In piazza Duomo a Monza vengo fermato da un ragazzo nero che vende: lui vende libri. Al primo momento alzo la mano in segno di diniego, poi lui sorride. Quando sorridono io non riesco a resistere, caccio la mano in tasca e allungo cinque euro, lui in cambio mi sventaglia davanti alcuni libretto colorati e io ne scelgo uno, quasi come in un gioco di prestigio. Non ricordo più dove lessi che non siamo noi a scegliere i libri, ma sono i libri che ci scelgono; personalmente mi è già successo di essere scelto dai libri, come questa volta. Dalle Colline le strade rosse del Rwanda racconta l’esperienza di una psicologa di Medici Senza Frontiere nel paese del genocidio a dieci anni dai tragici fatti.
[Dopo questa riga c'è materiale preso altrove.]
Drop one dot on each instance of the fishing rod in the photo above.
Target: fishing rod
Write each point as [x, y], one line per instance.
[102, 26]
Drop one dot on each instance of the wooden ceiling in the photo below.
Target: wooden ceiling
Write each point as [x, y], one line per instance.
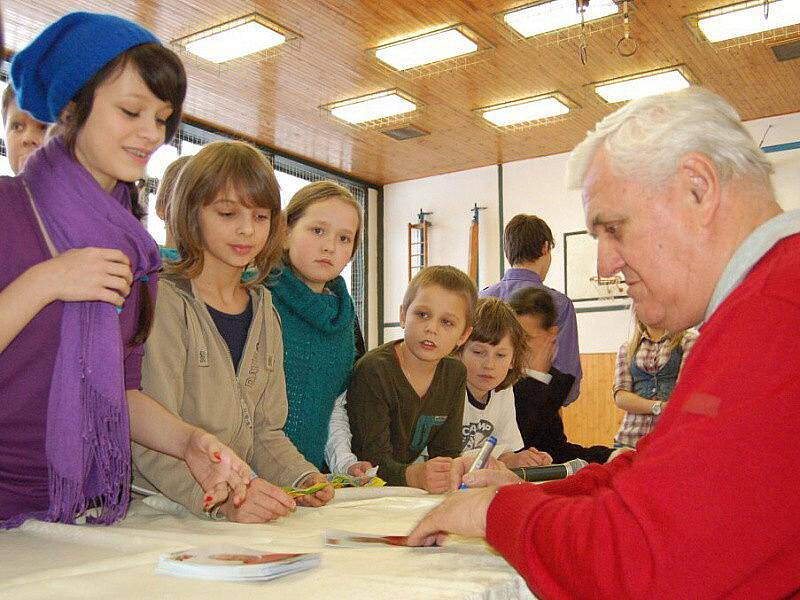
[275, 100]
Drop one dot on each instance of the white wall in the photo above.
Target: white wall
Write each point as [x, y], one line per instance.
[450, 198]
[372, 268]
[533, 186]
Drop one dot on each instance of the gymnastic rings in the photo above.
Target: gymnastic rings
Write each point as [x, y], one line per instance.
[627, 46]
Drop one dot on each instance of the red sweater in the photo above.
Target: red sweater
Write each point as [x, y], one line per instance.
[708, 506]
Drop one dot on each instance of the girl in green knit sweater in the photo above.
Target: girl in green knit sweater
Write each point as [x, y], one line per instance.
[317, 315]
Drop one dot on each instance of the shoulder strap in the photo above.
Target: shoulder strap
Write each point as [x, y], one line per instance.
[50, 246]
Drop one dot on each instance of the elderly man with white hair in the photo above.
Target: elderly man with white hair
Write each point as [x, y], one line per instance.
[680, 200]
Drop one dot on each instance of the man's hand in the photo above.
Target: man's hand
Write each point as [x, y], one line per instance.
[359, 469]
[462, 513]
[316, 499]
[433, 475]
[264, 503]
[526, 458]
[216, 468]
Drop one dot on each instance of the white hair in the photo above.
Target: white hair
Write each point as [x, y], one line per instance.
[647, 137]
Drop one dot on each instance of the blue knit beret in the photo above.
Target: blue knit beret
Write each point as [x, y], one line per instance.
[50, 70]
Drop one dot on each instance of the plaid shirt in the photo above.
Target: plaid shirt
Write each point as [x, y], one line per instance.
[650, 357]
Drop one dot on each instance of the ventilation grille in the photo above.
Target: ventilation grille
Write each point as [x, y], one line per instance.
[405, 133]
[787, 51]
Avevo già sentito del massacro perpetrato nel millenovecentonovantaquattro in quel piccolo paese africano per motivi “etnici“, questo era quello che ci dissero, ma non mi ero mai soffermato a pensare cosa questo significasse in realtà. Come si può immaginare il massacro sistematico di un’etnia? In tre mesi, dal sette aprile al quattro luglio, ottocentomila dei sei milioni di abitanti del Rwanda fu ammazzata con metodi raccapriccianti, la maggior parte con machete acquistati in grandi quantità grazie a finanziamenti francesi.
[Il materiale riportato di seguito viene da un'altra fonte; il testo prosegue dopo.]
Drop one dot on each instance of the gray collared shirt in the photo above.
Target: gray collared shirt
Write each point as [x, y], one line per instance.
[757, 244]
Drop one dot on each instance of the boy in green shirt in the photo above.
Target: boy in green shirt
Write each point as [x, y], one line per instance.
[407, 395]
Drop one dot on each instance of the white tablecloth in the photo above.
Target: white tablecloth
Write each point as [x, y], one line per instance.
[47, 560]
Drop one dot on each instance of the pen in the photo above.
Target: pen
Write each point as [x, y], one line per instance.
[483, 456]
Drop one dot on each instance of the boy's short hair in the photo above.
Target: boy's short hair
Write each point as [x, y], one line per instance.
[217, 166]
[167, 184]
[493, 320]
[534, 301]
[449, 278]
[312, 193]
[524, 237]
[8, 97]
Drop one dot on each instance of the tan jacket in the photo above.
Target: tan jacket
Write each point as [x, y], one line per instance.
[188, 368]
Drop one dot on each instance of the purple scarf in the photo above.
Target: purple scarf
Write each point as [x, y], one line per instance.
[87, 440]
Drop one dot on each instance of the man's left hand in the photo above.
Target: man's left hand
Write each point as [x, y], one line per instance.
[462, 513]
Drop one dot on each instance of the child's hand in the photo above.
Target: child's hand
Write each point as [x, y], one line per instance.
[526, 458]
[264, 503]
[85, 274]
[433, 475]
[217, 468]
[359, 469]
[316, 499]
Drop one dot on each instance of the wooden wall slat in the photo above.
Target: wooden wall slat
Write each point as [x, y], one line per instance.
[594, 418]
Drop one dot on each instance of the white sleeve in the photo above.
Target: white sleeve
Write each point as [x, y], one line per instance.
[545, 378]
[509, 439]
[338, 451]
Durante questi tre mesi la comunità internazionale stette a guardare, inerme, ed intervenne solamente quando ormai il lavoro era quasi fatto, quando in alcune regioni tra l’ottanta ed il novanta per cento della popolazione tutsi non c’era più. Il generale dell’UNAMIR Roméo Dallair lanciò segnali d’allarme mesi prima, ma gli fu sempre proibito di intervenire. Come disse George W. Bush durante la sua campagna presidenziale nel gennaio del duemila l’area era “al di fuori dei nostri interessi strategici“, e quindi nessuno mosse un dito per impedire questo ennesimo olocausto.
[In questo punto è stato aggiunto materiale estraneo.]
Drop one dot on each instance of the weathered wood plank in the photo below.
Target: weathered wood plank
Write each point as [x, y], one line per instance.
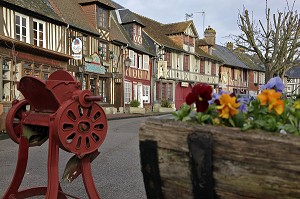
[252, 164]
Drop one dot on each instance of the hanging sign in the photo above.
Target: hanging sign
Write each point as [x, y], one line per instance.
[77, 48]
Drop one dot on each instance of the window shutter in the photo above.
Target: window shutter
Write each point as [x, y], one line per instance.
[146, 62]
[131, 56]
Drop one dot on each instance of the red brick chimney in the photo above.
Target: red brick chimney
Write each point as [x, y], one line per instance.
[210, 36]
Uccidere con il machete non è cosa facile, ci vuole forza e bisogna essere in tanti, e una tale moltitudine non può semplicemente sparire. Difatti Tita si trova ogni giorno alle prese con sopravvissuti, per lo più donne violentate e infettate dall’AIDS, che sono costrette a convivere con vicini di casa, colleghi di lavoro o autisti di autobus che gli hanno sterminato la famiglia, costringendo i loro cari a morti atroci. E la scoperta più sconvolgente è che il diavolo non ha zoccoli e corna, non è rosso né puzza di zolfo. Il diavolo ha il tuo stesso aspetto, prova i tuoi stessi sentimenti, sa essere gentile e simpatico come te: il diavolo sei tu! E se non saprai sorvegliare il tuo diavolo esso rinascerà, come già tante volte in passato è avvenuto.
Se un domani in piazza, a Monza o altrove, trovate un ragazzo nero che vende provate ad allungargli qualcosa, potreste anche voi trovare qualcosa che vi sta cercando da molto tempo.